Позднее в Лондоне кабинет министров выступил с комментарием: «Хотя это заявление, прочитанное полностью, было красивой данью уважения американской армии, его общий тон и определенное самодовольство оратора, несомненно, глубоко оскорбили многих американских офицеров в Главном командовании и в 12-й группе армий» {880}.
Многие присутствующие журналисты – в зависимости от страны, которую они представляли, – кипели от злости или пришли в смятение, тем не менее и британская, и американская пресса сосредоточилась на положительных аспектах заявления. Однако на следующее утро одна немецкая радиостанция на волне Би-би-си пустила в эфир собственную трансляцию с явным намерением разозлить американцев. Они утверждали, что Монтгомери уже разобрался с первой катастрофой армии США. «Битву за Арденны, – говорилось в заключении, – теперь можно списать со счетов благодаря фельдмаршалу Монтгомери» {881}. Эту фальшивку американские войска и телеграфные службы восприняли как подлинную. И даже какое-то время спустя, когда стало ясно, что это был трюк нацистской пропаганды, многие обиженные американцы все еще верили, что британцы просто пытаются укрепить свою роль, потому что их международное положение быстро ухудшалось.
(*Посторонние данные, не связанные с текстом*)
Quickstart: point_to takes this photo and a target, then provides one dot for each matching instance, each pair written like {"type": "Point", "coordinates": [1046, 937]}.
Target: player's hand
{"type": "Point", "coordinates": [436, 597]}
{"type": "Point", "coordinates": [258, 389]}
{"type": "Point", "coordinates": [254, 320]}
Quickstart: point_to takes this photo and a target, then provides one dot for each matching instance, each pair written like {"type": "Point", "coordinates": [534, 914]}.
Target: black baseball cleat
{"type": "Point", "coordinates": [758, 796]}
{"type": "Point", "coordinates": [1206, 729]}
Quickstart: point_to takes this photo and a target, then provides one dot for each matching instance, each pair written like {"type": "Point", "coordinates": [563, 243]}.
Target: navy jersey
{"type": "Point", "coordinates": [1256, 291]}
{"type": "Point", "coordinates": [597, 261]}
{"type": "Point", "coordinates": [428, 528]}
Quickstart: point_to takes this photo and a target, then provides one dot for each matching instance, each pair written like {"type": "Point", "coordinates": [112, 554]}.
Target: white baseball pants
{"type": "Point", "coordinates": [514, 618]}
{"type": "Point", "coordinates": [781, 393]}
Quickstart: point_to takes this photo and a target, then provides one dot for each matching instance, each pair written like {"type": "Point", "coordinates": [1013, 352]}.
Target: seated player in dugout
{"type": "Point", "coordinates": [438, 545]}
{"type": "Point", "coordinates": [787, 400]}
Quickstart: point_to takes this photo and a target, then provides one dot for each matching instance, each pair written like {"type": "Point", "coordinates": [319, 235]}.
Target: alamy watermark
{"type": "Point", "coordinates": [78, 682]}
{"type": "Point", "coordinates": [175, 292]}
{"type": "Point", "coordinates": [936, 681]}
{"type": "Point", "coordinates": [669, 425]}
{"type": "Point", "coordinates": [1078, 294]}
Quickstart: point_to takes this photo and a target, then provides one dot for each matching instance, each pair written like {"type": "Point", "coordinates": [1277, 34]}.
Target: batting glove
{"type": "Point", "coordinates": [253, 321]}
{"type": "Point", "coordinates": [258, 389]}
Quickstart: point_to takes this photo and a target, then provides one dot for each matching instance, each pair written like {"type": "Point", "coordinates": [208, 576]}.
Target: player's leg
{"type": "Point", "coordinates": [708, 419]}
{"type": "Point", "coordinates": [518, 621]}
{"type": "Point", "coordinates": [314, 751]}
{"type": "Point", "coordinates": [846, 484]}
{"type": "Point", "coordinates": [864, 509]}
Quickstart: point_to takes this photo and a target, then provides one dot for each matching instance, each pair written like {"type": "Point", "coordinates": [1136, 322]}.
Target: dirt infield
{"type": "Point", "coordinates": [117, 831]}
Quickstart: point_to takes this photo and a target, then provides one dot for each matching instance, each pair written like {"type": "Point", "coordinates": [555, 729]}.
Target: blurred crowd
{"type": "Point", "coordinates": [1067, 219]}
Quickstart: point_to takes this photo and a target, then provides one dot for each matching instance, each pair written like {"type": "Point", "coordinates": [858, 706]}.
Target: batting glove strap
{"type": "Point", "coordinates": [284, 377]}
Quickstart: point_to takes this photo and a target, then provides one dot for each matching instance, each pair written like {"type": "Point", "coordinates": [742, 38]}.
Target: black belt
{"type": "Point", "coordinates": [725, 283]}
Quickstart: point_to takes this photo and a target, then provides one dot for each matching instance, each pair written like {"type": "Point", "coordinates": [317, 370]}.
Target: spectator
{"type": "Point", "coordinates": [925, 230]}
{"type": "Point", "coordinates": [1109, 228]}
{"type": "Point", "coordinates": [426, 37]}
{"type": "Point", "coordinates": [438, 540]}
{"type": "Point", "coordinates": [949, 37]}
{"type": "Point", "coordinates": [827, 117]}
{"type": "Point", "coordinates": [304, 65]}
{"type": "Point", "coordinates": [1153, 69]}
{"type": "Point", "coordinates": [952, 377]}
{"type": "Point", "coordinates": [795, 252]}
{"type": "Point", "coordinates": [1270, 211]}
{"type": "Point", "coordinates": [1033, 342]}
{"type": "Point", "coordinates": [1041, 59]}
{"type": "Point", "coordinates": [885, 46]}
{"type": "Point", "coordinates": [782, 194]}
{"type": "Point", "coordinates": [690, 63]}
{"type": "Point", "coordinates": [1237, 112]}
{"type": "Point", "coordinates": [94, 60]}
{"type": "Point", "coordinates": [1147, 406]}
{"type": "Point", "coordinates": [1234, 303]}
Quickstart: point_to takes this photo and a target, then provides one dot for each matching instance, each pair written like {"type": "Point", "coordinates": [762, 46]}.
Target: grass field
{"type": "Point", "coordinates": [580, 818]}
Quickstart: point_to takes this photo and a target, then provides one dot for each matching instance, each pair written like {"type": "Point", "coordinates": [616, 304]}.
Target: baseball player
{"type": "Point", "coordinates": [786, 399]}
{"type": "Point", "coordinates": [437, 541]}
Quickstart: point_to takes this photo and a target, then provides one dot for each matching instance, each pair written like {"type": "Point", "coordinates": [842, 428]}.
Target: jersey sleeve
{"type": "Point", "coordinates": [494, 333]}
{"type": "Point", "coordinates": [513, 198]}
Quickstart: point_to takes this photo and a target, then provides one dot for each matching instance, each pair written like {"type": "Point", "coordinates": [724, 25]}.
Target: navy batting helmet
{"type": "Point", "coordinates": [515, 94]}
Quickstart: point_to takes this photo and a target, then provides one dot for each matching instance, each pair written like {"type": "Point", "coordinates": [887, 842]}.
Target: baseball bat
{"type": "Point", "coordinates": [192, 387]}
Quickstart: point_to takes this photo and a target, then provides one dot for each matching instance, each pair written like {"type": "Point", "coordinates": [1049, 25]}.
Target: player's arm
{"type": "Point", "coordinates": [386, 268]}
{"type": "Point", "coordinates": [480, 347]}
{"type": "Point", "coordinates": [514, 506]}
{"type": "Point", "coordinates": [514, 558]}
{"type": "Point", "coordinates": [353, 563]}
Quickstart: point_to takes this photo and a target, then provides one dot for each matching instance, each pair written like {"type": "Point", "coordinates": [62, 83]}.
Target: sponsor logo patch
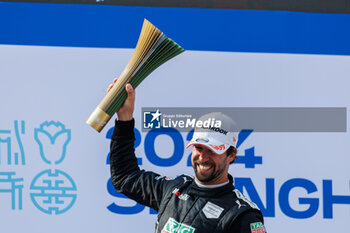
{"type": "Point", "coordinates": [212, 211]}
{"type": "Point", "coordinates": [173, 226]}
{"type": "Point", "coordinates": [257, 227]}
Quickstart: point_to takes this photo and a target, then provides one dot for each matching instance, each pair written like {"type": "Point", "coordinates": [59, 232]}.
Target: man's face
{"type": "Point", "coordinates": [210, 168]}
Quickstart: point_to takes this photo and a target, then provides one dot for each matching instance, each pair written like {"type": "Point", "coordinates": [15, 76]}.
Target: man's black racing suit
{"type": "Point", "coordinates": [182, 206]}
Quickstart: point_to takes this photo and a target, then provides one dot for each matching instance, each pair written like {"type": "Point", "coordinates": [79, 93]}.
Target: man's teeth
{"type": "Point", "coordinates": [204, 167]}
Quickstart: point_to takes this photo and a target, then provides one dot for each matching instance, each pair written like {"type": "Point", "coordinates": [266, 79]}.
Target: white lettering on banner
{"type": "Point", "coordinates": [191, 123]}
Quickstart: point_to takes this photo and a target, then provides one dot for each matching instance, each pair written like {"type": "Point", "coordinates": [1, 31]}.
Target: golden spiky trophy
{"type": "Point", "coordinates": [152, 50]}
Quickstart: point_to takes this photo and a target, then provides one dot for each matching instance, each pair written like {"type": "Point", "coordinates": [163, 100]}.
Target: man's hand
{"type": "Point", "coordinates": [125, 113]}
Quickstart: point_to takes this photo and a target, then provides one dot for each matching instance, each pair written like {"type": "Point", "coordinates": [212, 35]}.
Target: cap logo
{"type": "Point", "coordinates": [221, 147]}
{"type": "Point", "coordinates": [204, 140]}
{"type": "Point", "coordinates": [216, 129]}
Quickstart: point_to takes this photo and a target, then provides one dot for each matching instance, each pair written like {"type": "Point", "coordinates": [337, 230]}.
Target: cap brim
{"type": "Point", "coordinates": [215, 146]}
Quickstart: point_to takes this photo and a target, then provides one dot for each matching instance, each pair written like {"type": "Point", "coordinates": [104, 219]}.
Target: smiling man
{"type": "Point", "coordinates": [207, 203]}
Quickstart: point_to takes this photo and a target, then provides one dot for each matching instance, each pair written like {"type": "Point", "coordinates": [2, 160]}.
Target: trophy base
{"type": "Point", "coordinates": [98, 119]}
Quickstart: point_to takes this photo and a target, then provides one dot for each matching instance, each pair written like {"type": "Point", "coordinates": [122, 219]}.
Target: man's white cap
{"type": "Point", "coordinates": [214, 137]}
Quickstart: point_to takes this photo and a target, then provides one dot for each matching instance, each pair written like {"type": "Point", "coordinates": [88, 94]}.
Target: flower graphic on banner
{"type": "Point", "coordinates": [53, 191]}
{"type": "Point", "coordinates": [52, 138]}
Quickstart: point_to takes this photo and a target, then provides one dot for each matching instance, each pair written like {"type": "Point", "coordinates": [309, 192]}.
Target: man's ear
{"type": "Point", "coordinates": [232, 156]}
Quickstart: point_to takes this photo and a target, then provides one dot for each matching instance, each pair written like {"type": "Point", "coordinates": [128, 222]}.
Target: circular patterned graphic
{"type": "Point", "coordinates": [53, 191]}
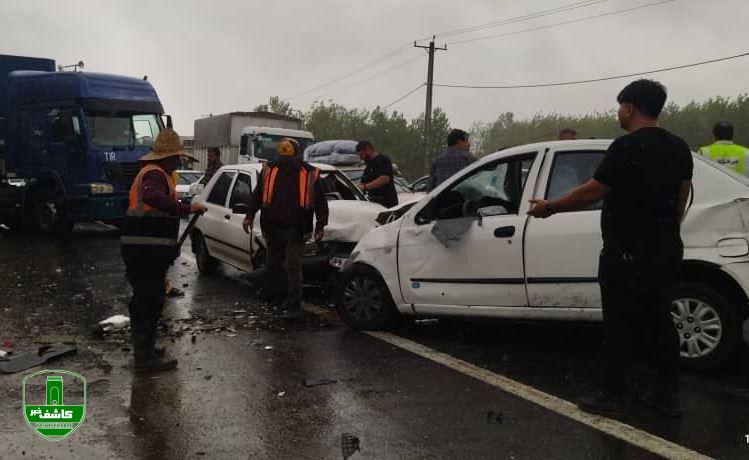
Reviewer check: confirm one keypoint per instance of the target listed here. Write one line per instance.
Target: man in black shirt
(644, 181)
(378, 175)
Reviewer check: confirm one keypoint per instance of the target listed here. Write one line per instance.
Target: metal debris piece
(349, 445)
(29, 359)
(56, 338)
(318, 382)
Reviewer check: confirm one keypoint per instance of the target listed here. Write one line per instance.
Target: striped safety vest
(144, 224)
(307, 179)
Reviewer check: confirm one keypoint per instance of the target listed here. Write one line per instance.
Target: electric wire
(558, 24)
(387, 106)
(593, 80)
(527, 17)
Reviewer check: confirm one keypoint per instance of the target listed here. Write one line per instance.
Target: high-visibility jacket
(727, 154)
(307, 179)
(148, 228)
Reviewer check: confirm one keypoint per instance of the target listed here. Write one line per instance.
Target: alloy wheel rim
(699, 327)
(362, 299)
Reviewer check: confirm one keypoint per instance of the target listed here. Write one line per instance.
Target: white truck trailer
(246, 136)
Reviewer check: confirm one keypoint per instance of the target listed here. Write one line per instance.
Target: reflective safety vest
(727, 154)
(307, 179)
(145, 225)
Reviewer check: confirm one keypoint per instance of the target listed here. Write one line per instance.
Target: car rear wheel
(206, 263)
(708, 325)
(364, 301)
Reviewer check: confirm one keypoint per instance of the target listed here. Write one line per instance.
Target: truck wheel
(364, 301)
(708, 324)
(206, 263)
(48, 213)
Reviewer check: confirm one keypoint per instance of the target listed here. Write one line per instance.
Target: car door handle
(504, 232)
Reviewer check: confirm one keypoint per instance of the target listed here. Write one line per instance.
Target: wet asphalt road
(239, 392)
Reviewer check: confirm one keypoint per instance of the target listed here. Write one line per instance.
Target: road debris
(318, 382)
(29, 359)
(113, 323)
(349, 445)
(55, 338)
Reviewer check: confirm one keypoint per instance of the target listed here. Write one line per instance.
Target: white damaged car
(218, 235)
(469, 249)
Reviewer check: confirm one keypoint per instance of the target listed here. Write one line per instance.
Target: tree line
(403, 139)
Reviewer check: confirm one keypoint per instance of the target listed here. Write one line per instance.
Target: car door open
(464, 249)
(561, 252)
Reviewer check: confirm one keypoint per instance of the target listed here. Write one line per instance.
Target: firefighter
(149, 244)
(724, 151)
(288, 195)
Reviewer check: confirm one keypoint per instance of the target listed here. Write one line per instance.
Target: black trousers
(146, 276)
(636, 306)
(284, 266)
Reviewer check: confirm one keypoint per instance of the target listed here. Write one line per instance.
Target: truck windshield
(265, 145)
(122, 131)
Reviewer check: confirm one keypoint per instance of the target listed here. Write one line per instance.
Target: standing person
(378, 175)
(456, 157)
(724, 151)
(149, 244)
(644, 182)
(214, 164)
(288, 195)
(567, 134)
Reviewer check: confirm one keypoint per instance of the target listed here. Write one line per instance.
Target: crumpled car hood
(350, 220)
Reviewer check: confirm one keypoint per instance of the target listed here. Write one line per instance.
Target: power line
(400, 50)
(404, 96)
(593, 80)
(527, 17)
(373, 63)
(573, 21)
(379, 74)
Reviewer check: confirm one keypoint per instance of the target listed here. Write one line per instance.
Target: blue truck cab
(72, 141)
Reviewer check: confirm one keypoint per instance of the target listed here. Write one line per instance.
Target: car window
(571, 169)
(242, 190)
(337, 186)
(499, 183)
(187, 178)
(221, 188)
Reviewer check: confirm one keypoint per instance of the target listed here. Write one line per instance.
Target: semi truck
(245, 137)
(70, 143)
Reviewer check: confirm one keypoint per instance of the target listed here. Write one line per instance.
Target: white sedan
(469, 249)
(218, 235)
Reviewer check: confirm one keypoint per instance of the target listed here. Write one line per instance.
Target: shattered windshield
(122, 131)
(743, 180)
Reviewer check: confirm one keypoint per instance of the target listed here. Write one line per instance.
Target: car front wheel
(708, 325)
(364, 301)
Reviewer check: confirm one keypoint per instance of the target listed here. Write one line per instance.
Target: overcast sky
(226, 55)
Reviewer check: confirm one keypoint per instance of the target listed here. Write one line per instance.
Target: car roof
(258, 166)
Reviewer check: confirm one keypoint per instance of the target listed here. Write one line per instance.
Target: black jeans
(147, 276)
(285, 248)
(634, 292)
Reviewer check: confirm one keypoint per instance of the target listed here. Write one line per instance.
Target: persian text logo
(43, 407)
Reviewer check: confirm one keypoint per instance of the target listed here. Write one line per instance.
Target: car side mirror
(239, 208)
(490, 211)
(196, 189)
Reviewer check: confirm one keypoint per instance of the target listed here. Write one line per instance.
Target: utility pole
(428, 112)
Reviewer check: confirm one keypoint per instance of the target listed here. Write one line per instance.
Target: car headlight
(99, 188)
(350, 261)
Еще до этой нацистской передачи Брэдли был так зол, что позвонил Эйзенхауэру и пожаловался на заявление Монтгомери, он также выразил опасение, что 9-я армия останется под британским командованием. Он просил Эйзенхауэра: «Верните ее мне хотя бы на двадцать четыре часа ради авторитета американского командования» {882}. Он объяснил Хансену, что «хотел бы вернуть ее из соображений престижа, ибо англичане подняли слишком много шума». В тот день Брэдли все еще высказывался по поводу приказа Монтгомери 82-й воздушно-десантной дивизии об отступлении.
Не предупредив Эйзенхауэра, Брэдли 9 января устроил свою пресс-конференцию. Он хотел оправдать проявленную американскими войсками 16 декабря слабость на Арденнском фронте и защитить себя от обвинений в том, что его застали врасплох, но также подчеркнуть, что американские войска перешли под начало Монтгомери только на время. И авторы Daily Mail снова стали превозносить Монтгомери самым провокационным образом, потребовав, чтобы фельдмаршала назначили командующим сухопутными войсками. Трансатлантическая война между прессой двух стран возобновилась с прежней ожесточенностью.
Черчилль был потрясен. «Боюсь, американским генералам нанесено серьезное оскорбление, – писал он 10 января своему главному военному помощнику генералу Исмею, – не столько заявлением Монтгомери, сколько тем, что некоторые наши газеты, кажется, приписывают ему роль спасителя сражения. Лично я считаю его речь крайне неудачной. Он позволил себе покровительственный тон и полностью игнорировал тот факт, что Соединенные Штаты потеряли, возможно, 80 000 человек, а мы 2000 или 3000… Эйзенхауэр сказал мне, что гнев его генералов столь велик, что вряд ли он осмелится приказать кому-либо из них служить под началом Монтгомери» {883}. Эйзенхауэр позже утверждал, что этот эпизод причинил ему больше страданий и беспокойства, чем любой другой за всю войну.